Key-Indexed Search - Algorithms - Java Programming Language

Suppose that the keys are small integers (as is the case, for example, with Programs 12.6 and 12.4). In this case, the simplest search algorithm is based on storing the items in an array, indexed by the keys, as in the implementation given in Program 12.7. The code is straightforward: Operator new[] initializes all the entries with null; then we insert an item with key value k simply by storing it in st[k], and search for an item with key value k by looking in st[k]. To remove an item with key value k, we put null in st[k]. The select, sort, and count implementations in Program 12.7 use a linear scan through the array, skipping null items. The implementation leaves to the client the tasks of handling items with duplicate keys and checking for conditions such as specifying remove for a key not in the table.

This implementation does not implement the interface of Program 12.5 because it requires that keys be integers (it uses intkeyItem, not ITEM and KEY).
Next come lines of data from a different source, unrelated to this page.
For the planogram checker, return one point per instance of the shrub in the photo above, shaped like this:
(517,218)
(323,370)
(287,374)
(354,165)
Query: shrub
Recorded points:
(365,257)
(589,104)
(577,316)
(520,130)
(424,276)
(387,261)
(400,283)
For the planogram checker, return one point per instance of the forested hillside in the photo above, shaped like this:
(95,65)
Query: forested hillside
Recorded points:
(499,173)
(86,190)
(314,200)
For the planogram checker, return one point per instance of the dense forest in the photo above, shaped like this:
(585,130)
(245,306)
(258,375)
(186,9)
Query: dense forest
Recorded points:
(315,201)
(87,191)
We start with this implementation because it a simple one that exemplifies all of the symbol-table implementations that we consider in this chapter and in Chapters 13 through 15. The indexing operation upon which key-indexed search is based is the same as the basic operation in the key-indexed counting sort method that we examined in . When it is applicable, key-indexed search is the method of choice, because search and insert could hardly be implemented more efficiently.

If there are no items at all (just keys), we can use a table of bits. The symbol table in this case is called an existence table, because we may think of the kth bit as signifying whether k exists among the set of keys in the table. (The Java BitSet class implements such a symbol table.) For example, we could use this method to determine quickly whether a given 4-digit number in a telephone exchange has already been assigned, using a table of 313 words on a 32-bit computer (see Exercise 12.15).
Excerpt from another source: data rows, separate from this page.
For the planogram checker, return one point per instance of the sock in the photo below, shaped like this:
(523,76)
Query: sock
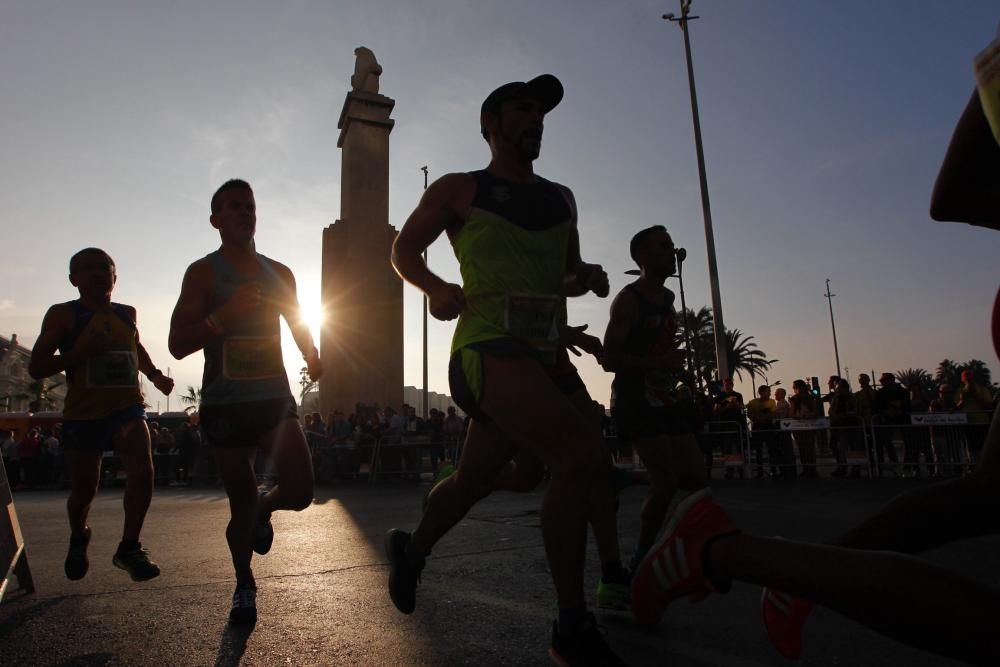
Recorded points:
(128,545)
(612,572)
(640,552)
(570,619)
Key-indexed-array-based symbol table

This implementation uses integer keys and further assumes that keys are positive and less than the constructor's parameter so that it can use them as indices into an array. The primary costs to watch are both the amount of space required when the array is large and the amount of time required for new to initialize all the array entries to null when the number of keys in the array is small relative to its size.

class ST { private intkeyItem[] st; ST(int M) { st = new intkeyItem[M]; } int count() { int N = 0; for (int i = 0; i < st.length; i++) if (st[i] != null) N++; return N; } void insert(intkeyItem x) { st[x.key()] = x; } void remove(int key) { st[key] = null; } intkeyItem search(int key) { return st[key]; } intkeyItem select(int k) { for (int i = 0; i < st.length; i++) if (st[i] != null && k-- == 0) return st[i]; return null; } public String toString() { String s = ""; for (int i = 0; i < st.length; i++) if (st[i] != null) s += st[i] + "\n"; return s; } }

Property 12.1

If key values are positive integers less than M and items have distinct keys, then the symbol-table data type can be implemented with key-indexed arrays of items such that insert, search, and remove require constant time; and initialize, select, and sort require time proportional to M, whenever any of the operations are performed on an N-itemtable.
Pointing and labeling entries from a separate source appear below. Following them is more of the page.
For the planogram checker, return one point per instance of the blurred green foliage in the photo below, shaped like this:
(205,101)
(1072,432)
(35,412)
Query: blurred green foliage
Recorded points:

This fact is immediate from inspection of the code. Note that the conditions on the keys imply that N Screenshot M.

Program 12.7 does not handle duplicate keys, and it assumes that the key values are between 0 and M-1. We could use linked lists or one of the other approaches mentioned in to store any items with duplicate keys, and we could do simple transformations of the keys before using them as indices (see Exercise 12.14); but we defer considering these cases in detail to , when we consider hashing, which uses this same approach to implement symbol tables for general keys, by transforming keys from a potentially large range such that they fall within a small range, then taking appropriate action for items with duplicate keys. For the moment, we assume that an old item with a key value equal to the key in an item to be inserted can be either silently ignored (as in Program 12.7) or treated as an error condition.

The implementation of count in Program 12.7 is a lazy approach where we do work only when the method count is called. An alternative (eager) approach is to maintain the count of nonempty table positions in a local variable, incrementing the variable if insert is into a table position that contains null, and decrementing it if remove is for a table position that does not contain null (see Exercise 12.11). The lazy approach is the better of the two if the count operation is used rarely (or not at all) and the number of possible key values is small; otherwise, the eager approach is better. For a library routine, the eager approach is preferred, because it provides optimal worst-case performance at the cost of a small constant factor for insert and remove; for the inner loop in an app with a huge number of insert and remove operations but few count operations, the lazy approach is preferred, because it gives the fastest implementation of the common operations. This type of tradeoff is common in the design of ADTs that must support a varying mix of operations, as we have seen on several occasions.

There are various other design decisions that we also need to make in developing a general-purpose interface. For example, should the key range be the same for all objects, or be different for different objects? If the latter option is chosen, then it may be necessary to add parameters to the constructor and to have methods giving the client access to the key range.

Key-indexed arrays are useful for many apps, but they do not apply if keys do not fall into a small range. Indeed, we might think of this and the next several chapters as being concerned with designing solutions for the case where the keys are from such a large range that it is not feasible to have an indexed table with one potential place for each key.

Exercises

12.10 Modify Programs 12.5 and 12.6 to be an interface and a client corresponding to the implementation of Program 12.7.
12.11 Modify the implementation of Program 12.7 to provide an eager implementation of count (by keeping track of the number of nonnull entries).
Implement a clonable symbol-table ADT (see Exercise 12.6) that uses key-indexed arrays.
Modify your implementation from Exercise 12.12 to provide an eager implementation of count (see Exercise 12.11).
Develop a version of Program 12.7 that assumes that KEY has a method h that converts keys to nonnegative integers less than M, with no two keys mapping to the same integer. (This improvement makes the implementation useful whenever keys are in a small range (not necessarily starting at 0) and in other simple cases.)
Develop a version of Program 12.7 for the case when items are keys that are positive integers less than M (no associated information). In the implementation, use an array of about M/32 integers.
Use your implementation from Exercise 12.15 for experiments to determine empirically the average and standard deviation for the number of distinct integers in a random sequence of N nonnegative integers less than N, for N close to the memory available to a program on your computer, expressed as a number of bits (see Program 12.6).
Develop a solution to Exercise 12.15 that uses a boolean array and compare its performance with your original solution for the task posed in Exercise 12.16.